My job was to examine blood lead data from our local Hurley Children's Hospital in Flint for spatial patterns, or neighborhood-level clusters of elevated levels, so we could quash the doubts of state officials and confirm our concerns. Unbeknownst to me, this research project would ultimately help blow the lid off the water crisis, vindicating months of activism and outcry by dedicated Flint residents.

As I ran the addresses through a precise parcel-level geocoding process and visually inspected individual blood lead levels, I was immediately struck by the disparity in the spatial pattern. It was obvious Flint children had become far more likely than out-county children to experience elevated blood lead when compared to two years prior.

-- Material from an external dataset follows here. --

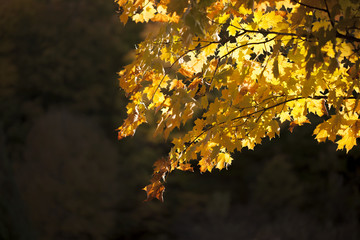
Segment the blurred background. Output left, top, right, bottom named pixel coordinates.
left=0, top=0, right=360, bottom=240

How had the state so blatantly and callously disregarded such information? To me – a geographer trained extensively in geographic information science, or computer mapping – the answer was obvious upon hearing their unit of analysis: the ZIP code.

Their ZIP code data included people who appeared to live in Flint and receive Flint water but actually didn't, making the data much less accurate than it appeared.

ZIP codes – the bane of my existence as a geographer. They confused my childhood friends into believing they lived in an entirely different city. They add cachet to parts of our communities (think 90210) while generating skepticism toward others relegated to less sexy ZIP codes.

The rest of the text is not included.